Today, global politics is very much front and center at Smarkets, supported by distinctive graphs displaying the implied probabilities over time for various outcomes. Besides the main election markets, Smarkets has a host of Trump-related betting options, such as his approval rating, his year of departure, and even how many tweets he will fire off in April 2020 (the favorite is between 881 and 970 tweets). Interestingly, the 2020 election has more than a 7% chance of not taking place this year, according to Smarkets. “The US election has been far and away our biggest area of interest among customers. We’ve had huge amounts of betting on it,” says Sarbjit Bakhshi, head of political markets at the London-based exchange.
“With sports drying up, more people are looking around at what they can bet on and we have the most comprehensive range of political betting on any UK site, perhaps in the world, mainly because we take it so seriously.” On the whole, betting exchanges are a fairly accurate gauge of public sentiment and an indication of how elections are going to pan out.
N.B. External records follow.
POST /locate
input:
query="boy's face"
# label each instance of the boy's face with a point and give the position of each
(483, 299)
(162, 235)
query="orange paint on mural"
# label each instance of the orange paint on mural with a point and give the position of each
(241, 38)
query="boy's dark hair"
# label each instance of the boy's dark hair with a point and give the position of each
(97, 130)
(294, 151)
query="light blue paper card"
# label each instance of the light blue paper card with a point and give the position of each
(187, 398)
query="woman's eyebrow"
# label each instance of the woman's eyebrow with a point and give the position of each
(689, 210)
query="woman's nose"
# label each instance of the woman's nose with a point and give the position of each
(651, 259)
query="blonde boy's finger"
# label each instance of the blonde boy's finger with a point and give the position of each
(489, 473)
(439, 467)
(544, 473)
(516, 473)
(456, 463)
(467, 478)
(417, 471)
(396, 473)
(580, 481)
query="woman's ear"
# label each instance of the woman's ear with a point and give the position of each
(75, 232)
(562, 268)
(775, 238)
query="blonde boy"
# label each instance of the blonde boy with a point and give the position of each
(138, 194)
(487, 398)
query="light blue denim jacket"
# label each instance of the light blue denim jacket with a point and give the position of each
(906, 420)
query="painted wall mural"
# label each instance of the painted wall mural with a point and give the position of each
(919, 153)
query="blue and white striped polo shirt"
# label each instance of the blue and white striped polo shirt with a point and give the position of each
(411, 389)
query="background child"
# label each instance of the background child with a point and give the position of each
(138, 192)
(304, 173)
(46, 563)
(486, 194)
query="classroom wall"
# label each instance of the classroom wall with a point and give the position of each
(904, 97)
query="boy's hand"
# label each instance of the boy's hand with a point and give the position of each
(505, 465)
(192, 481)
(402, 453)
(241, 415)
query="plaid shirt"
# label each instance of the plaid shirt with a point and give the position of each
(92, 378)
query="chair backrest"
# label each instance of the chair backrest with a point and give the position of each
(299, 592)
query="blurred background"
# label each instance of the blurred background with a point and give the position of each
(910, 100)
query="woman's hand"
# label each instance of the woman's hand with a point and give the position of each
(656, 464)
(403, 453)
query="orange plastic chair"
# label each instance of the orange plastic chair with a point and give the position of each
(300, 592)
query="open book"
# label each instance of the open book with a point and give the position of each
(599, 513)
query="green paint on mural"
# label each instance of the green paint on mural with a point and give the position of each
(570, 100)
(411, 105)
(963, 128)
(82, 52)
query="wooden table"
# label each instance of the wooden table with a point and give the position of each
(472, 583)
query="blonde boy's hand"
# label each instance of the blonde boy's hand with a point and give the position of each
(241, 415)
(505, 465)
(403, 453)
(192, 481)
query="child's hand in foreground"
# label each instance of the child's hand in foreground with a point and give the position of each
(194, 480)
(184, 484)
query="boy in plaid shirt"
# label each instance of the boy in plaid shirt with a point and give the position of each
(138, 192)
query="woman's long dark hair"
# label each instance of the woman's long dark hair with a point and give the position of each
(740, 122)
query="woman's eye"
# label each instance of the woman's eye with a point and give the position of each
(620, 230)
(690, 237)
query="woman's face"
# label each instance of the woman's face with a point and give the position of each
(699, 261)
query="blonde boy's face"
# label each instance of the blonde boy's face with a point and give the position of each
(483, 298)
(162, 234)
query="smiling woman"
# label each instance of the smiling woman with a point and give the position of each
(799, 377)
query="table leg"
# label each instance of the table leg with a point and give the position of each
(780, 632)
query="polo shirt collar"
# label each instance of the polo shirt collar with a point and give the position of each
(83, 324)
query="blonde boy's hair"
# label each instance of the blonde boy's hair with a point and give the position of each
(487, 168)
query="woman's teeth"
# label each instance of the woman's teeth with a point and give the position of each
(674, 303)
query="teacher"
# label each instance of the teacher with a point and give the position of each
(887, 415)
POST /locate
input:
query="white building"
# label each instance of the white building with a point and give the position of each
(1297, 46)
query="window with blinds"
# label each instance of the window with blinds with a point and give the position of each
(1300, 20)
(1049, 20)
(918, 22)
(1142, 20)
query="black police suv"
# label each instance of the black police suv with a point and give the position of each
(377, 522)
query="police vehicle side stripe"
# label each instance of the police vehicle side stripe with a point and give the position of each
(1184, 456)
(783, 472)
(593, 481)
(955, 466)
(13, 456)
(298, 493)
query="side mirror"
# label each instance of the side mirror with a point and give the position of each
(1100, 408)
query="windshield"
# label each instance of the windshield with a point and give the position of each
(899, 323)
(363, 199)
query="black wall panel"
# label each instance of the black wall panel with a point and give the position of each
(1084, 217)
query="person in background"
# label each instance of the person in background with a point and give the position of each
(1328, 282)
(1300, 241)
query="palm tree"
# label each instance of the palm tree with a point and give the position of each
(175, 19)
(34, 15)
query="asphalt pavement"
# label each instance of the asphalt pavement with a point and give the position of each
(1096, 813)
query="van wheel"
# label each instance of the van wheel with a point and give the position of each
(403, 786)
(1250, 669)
It’s very much the wisdom of the crowd, even if Trump – a big underdog last time – did spectacularly upset the odds. “That idea of probabilistic thinking and prediction markets is gaining currency,” says Bakhshi. “You have people connected to governments who are really interested in prediction markets and what they can do.”
While the UK has embraced political betting, the US doesn’t seem ready or able to take the plunge, particularly if FanDuel’s start-stop launch in West Virginia is anything to go by. That curious debacle will probably also draw some unwanted attention at a federal level. Furthermore, anything beyond betting on professional sport is ripe for corruption in the eyes of some, even if a ‘next president’ market would be virtually impossible to manipulate for betting purposes. Until lawmakers have a change of heart, offshore sites will continue to take political bets from Americans and thumb their noses at regulators, while licensed operators are still left with precious little to offer their customers for much of 2020.